The past, the “memory,” can’t be relied on. Your accomplishments and your best moments, no matter how much fruit they might have borne for you, can only sustain you for so long. The law of diminishing returns comes for everything eventually.
And the future? You can work as hard as you want trying to “build your heaven,” and you might even get somewhere with it. But you’re not going to succeed. You can’t build a perfect life, and even if you could, it would fade over time just like anything else.

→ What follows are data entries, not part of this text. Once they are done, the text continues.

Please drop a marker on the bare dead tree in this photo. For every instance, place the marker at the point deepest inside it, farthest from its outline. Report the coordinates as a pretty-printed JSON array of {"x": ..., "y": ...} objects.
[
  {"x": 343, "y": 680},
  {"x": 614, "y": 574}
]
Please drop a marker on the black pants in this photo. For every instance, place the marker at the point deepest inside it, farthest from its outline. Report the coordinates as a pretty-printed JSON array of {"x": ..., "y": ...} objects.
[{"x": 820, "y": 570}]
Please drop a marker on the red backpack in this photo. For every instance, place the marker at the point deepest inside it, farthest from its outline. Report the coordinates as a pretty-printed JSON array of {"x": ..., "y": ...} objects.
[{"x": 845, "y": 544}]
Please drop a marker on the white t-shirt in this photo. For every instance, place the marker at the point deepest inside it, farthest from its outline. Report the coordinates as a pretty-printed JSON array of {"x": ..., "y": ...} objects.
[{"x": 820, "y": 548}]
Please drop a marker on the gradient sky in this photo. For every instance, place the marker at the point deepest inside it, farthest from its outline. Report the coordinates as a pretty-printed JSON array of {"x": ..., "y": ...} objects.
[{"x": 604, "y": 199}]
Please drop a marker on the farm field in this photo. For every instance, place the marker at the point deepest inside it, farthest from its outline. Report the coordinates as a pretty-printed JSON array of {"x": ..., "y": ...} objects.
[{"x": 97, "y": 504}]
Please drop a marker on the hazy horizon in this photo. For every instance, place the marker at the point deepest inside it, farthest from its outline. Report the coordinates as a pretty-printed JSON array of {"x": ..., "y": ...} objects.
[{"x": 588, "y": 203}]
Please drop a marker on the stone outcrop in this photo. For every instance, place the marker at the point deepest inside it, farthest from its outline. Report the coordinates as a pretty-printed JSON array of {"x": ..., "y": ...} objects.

It’s a thematic callback to “It’s Only Sky:” you can fixate on these transcendent things that seem like they might give your life meaning (the eye in the sky, the institutions, the goals that you can achieve in order to create the life you want), but you’re fooling yourself. The past is nothing but a fading memory and the future is a nonexistent heaven. All you really have, and have ever had, is the present, a moment which stretches from this point on until it’s over.
That all sounds kind of morbid and heavy, but it isn’t, and neither is the album. It’s freeing. It enables you to take things exactly as seriously as you should. If you can hold on to that idea (which is about as slippery as they come), you can enjoy what’s in your life not for the abstract potential it has to bring you closer to happiness, but for the happiness it actually brings you. To steal a phrase from Lauren Berlant, the things and people become less like “clusters of promises” and more like things and people.
And I’m certainly projecting a little bit, mostly because I want it to be true, but Wooden Waves might just be on some higher level with that. You could see it in the way they played at their release show. With some bands, you can look in the members’ eyes and see the concentration and the planning as they get ready for their next move: chord change in two measures, then hit your distortion, bend your notes and don’t forget to keep bobbing your head and looking grim.
Wooden Waves, on the other hand, was totally in the moment and totally in sync. There’s a cliché about relationships that rings true here. An ideal relationship isn’t two 50 percents coming together: it’s two 100 percents. Wooden Waves looked like 500 percent, and they were having a blast. Example: there was a moment when Ray’s microphone cut out. I’ve seen singers stop songs and basically throw temper tantrums over stuff like that. Instead, Joey slid over, leaned in with his mic, and they both just sang their guts out together.
You can hear that dynamic on the album. Wilder Dreams is one of the least pretentious, most enjoyable, most natural sounding albums I’ve heard in a while. It sounds like these songs just came into being, easy as breathing. And though it’s hard to pinpoint exactly why, it sounds totally unique, like Wooden Waves were the only people in the world who could write and play songs like these.